O momento de renascer enquanto companhia de bailado
Mais recentemente, a companhia viu a sua continuidade ameaçada por falta de apoios do Estado. "A crise veio arrasar a companhia, perdemos todos os apoios, assim como outras instituições”, afirma.
No entanto, a CPBC acabou por ganhar um novo fôlego, depois estabelecer, já este ano, uma parceria com a Allianz Portugal. Num acordo válido para os próximos três anos, a seguradora será o principal parceiro da CPBC, através do apoio à agenda de espetáculos e atividades de âmbito cultural e artístico da companhia.
“Três anos são um grande apoio e tenho a dizer que acho também que é muito meritório. Além disso é um privilégio ter uma instituição em Portugal que teve essa visão.
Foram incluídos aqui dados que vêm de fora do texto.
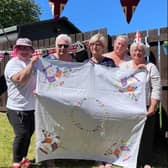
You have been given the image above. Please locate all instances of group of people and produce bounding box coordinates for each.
[4,31,160,168]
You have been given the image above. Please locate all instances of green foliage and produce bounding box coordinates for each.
[0,0,41,27]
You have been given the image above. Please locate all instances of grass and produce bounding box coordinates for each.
[0,112,168,168]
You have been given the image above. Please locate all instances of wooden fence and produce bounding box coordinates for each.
[0,27,168,119]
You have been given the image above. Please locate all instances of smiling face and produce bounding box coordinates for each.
[16,46,33,60]
[56,38,69,59]
[130,44,145,65]
[89,41,104,59]
[114,37,127,56]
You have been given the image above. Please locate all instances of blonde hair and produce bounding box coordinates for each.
[89,33,107,48]
[55,34,72,47]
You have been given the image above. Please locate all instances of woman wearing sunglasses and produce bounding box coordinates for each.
[44,34,73,62]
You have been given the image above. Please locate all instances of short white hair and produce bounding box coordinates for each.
[115,34,128,46]
[55,34,72,47]
[130,42,146,56]
[89,33,107,48]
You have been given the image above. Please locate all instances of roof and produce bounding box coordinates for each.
[0,17,81,44]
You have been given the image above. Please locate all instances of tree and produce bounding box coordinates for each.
[0,0,41,28]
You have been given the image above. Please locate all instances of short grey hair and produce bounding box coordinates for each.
[55,34,72,47]
[130,42,146,56]
[89,33,107,48]
[115,34,128,46]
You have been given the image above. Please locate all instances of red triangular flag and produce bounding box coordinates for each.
[120,0,139,23]
[49,0,68,20]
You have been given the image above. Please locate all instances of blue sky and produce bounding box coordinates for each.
[35,0,168,35]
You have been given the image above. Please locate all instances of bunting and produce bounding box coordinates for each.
[49,0,68,20]
[120,0,139,23]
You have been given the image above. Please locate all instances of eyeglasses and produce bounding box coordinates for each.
[57,44,69,48]
[17,46,31,50]
[90,43,103,47]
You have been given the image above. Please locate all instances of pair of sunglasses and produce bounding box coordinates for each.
[57,44,69,48]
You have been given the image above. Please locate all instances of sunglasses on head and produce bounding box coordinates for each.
[57,44,69,48]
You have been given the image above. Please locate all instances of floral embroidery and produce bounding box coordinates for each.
[104,140,131,162]
[39,130,61,154]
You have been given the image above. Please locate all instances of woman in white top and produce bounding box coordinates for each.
[5,38,38,168]
[120,42,161,168]
[103,35,131,66]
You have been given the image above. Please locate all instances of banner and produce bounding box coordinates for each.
[36,59,146,168]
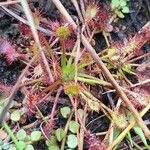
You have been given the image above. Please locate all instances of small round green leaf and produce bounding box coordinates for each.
[111,0,120,9]
[48,145,59,150]
[18,141,26,150]
[60,107,71,118]
[10,110,21,122]
[67,134,78,148]
[69,120,79,133]
[7,144,17,150]
[122,6,129,13]
[55,128,65,142]
[16,129,27,141]
[31,131,42,142]
[78,109,84,118]
[120,0,127,7]
[2,142,10,150]
[117,11,125,18]
[46,135,57,146]
[25,144,34,150]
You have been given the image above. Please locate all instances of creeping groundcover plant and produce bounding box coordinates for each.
[0,0,150,150]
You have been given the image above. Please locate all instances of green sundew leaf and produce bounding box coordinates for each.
[10,110,21,122]
[113,128,121,140]
[117,11,125,18]
[16,129,27,141]
[120,0,127,7]
[60,106,71,118]
[48,145,60,150]
[122,6,130,13]
[2,142,10,150]
[67,134,78,148]
[55,128,65,142]
[24,135,31,142]
[61,64,75,82]
[69,120,80,133]
[7,144,17,150]
[25,144,34,150]
[125,109,135,123]
[46,135,57,146]
[18,141,26,150]
[121,64,132,73]
[77,109,84,118]
[0,139,3,146]
[31,131,42,141]
[133,125,147,145]
[127,132,133,147]
[111,0,120,9]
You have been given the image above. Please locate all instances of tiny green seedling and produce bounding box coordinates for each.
[111,0,129,18]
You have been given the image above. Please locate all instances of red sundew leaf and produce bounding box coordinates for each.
[136,64,150,82]
[0,39,24,64]
[87,135,106,150]
[0,82,12,94]
[18,23,32,36]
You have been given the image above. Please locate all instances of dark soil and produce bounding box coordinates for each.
[0,0,150,150]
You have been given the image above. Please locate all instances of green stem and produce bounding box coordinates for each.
[3,122,22,150]
[77,73,111,87]
[61,40,66,69]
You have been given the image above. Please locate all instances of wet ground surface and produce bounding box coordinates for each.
[0,0,150,150]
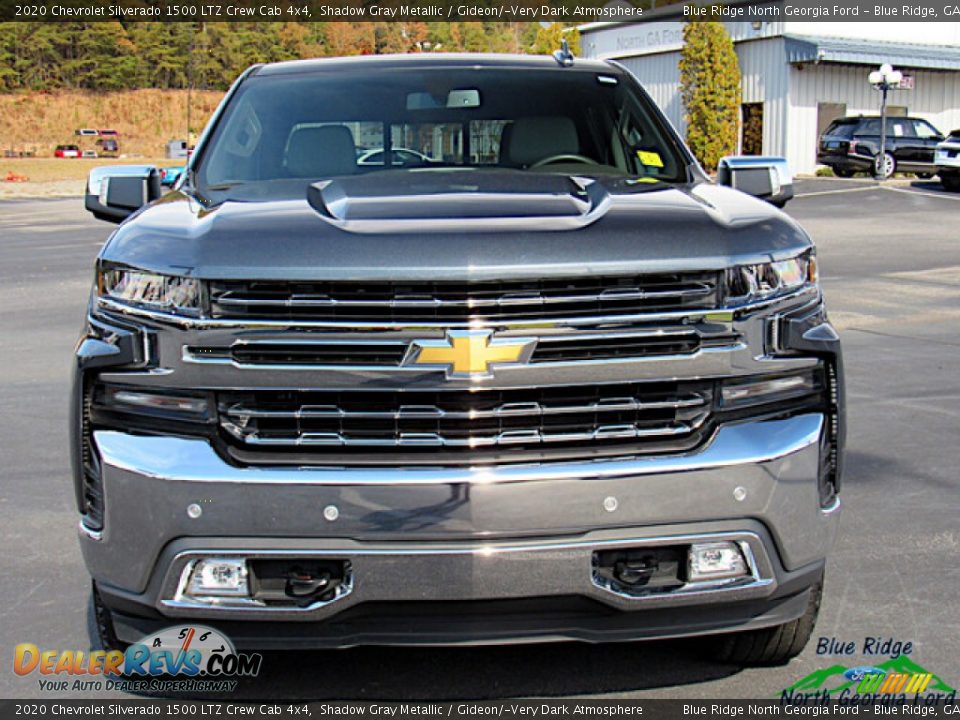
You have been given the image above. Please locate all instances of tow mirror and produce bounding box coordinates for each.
[84,165,163,223]
[717,155,793,207]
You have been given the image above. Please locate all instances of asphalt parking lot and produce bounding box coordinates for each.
[0,179,960,699]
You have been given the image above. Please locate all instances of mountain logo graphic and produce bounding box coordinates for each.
[782,655,956,695]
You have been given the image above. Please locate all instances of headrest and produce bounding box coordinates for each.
[507,116,580,166]
[286,125,357,178]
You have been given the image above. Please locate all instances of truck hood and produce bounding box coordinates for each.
[101,171,810,281]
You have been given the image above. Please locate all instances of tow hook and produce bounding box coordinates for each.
[284,567,330,598]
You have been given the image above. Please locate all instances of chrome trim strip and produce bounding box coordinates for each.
[221,420,707,447]
[94,413,824,485]
[181,340,748,380]
[210,282,715,308]
[97,285,820,330]
[220,393,707,420]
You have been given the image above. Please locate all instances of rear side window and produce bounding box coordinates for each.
[824,122,856,138]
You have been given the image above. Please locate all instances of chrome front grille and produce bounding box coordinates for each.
[218,382,713,457]
[210,272,719,322]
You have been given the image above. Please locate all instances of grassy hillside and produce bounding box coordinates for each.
[0,90,222,161]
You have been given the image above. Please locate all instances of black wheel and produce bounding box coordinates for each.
[716,581,823,665]
[940,175,960,192]
[87,582,127,651]
[873,153,897,179]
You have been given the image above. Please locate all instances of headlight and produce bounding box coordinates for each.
[727,250,818,303]
[98,268,202,316]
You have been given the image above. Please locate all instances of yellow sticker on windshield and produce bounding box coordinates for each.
[637,150,663,167]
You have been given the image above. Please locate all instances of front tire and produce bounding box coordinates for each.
[873,153,897,180]
[716,581,823,665]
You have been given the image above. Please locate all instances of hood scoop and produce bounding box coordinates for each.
[307,170,610,234]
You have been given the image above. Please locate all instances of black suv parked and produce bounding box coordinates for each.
[817,115,943,178]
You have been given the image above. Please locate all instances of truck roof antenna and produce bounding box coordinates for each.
[553,38,573,67]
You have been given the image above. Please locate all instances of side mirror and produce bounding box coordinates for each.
[84,165,163,223]
[717,155,793,207]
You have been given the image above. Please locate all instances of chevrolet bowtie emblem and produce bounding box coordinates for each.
[403,330,537,378]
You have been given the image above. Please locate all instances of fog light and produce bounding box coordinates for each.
[687,542,749,582]
[186,558,250,597]
[721,373,817,407]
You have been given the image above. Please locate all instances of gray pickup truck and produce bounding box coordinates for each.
[71,55,844,663]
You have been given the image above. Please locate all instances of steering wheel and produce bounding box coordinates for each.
[530,154,597,170]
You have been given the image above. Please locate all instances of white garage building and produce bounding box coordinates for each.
[580,11,960,173]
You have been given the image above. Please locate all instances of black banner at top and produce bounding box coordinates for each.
[0,0,960,25]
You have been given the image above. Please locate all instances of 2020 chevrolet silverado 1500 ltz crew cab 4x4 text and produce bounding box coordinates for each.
[72,55,844,662]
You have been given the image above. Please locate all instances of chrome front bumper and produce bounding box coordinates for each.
[80,414,839,635]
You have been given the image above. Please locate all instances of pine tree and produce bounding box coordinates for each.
[680,22,740,171]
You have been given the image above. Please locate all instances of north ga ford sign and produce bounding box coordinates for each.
[583,21,683,58]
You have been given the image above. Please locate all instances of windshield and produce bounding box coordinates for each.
[197,68,687,196]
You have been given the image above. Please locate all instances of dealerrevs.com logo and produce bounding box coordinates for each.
[13,625,263,692]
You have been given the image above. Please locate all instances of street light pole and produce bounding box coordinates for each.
[867,63,903,180]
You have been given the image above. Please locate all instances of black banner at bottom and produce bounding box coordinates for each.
[0,695,960,720]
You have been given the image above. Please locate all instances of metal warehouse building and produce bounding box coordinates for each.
[580,11,960,173]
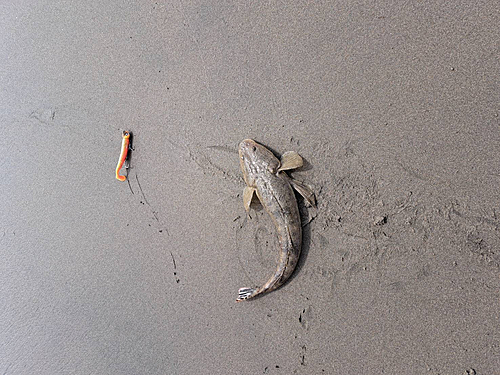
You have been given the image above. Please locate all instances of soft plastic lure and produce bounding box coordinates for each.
[116,130,130,181]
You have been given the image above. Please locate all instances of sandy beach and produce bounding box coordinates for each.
[0,1,500,375]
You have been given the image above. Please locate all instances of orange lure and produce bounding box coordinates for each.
[116,130,130,181]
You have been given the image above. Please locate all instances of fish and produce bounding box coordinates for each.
[236,139,316,302]
[116,130,131,181]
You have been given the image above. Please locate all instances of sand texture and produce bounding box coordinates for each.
[0,0,500,375]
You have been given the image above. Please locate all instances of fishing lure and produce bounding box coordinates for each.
[116,130,130,181]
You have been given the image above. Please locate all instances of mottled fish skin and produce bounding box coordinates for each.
[236,139,302,302]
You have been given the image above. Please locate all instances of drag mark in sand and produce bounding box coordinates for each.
[136,173,170,235]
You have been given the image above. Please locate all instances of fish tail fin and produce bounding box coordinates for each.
[236,288,257,302]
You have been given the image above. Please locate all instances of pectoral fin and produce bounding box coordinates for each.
[289,177,316,207]
[278,151,304,171]
[243,186,255,212]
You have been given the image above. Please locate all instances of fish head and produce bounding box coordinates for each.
[238,139,280,186]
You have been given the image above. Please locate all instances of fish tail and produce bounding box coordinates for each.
[236,288,257,302]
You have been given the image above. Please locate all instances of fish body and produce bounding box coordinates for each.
[236,139,314,302]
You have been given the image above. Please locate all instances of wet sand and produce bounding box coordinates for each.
[0,1,500,375]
Não há neste país essa tradição dos mecenas e é pena, mas a pouco e pouco vai surgindo”, salienta o diretor da companhia.
No futuro, o Vasco Wellenkamp espera conseguir mais apoio nos próximos concursos da Direção-geral das Artes. “A dança foi sempre a mais pobre de todas as artes. Não sei explicar porquê. Se é porque é a mais nova das expressões artísticas ou porque muitos políticos não se interessam. Mas temos de pensar positivo”, advoga.
Além do espetáculo de dia 10, estão agendadas mais três datas, nos dias 11, 12 e 13 de abril, no mesmo local. O espetáculo “Na Substância do Tempo” segue depois para outras localidades, designadamente em Setúbal, no Fórum Municipal Luísa Todi, a 31 de maio, na abertura do Festival Algures a Nordeste, no Teatro Municipal de Bragança, a 7 de setembro e no Centro Cultural de Belém, a 13 de dezembro.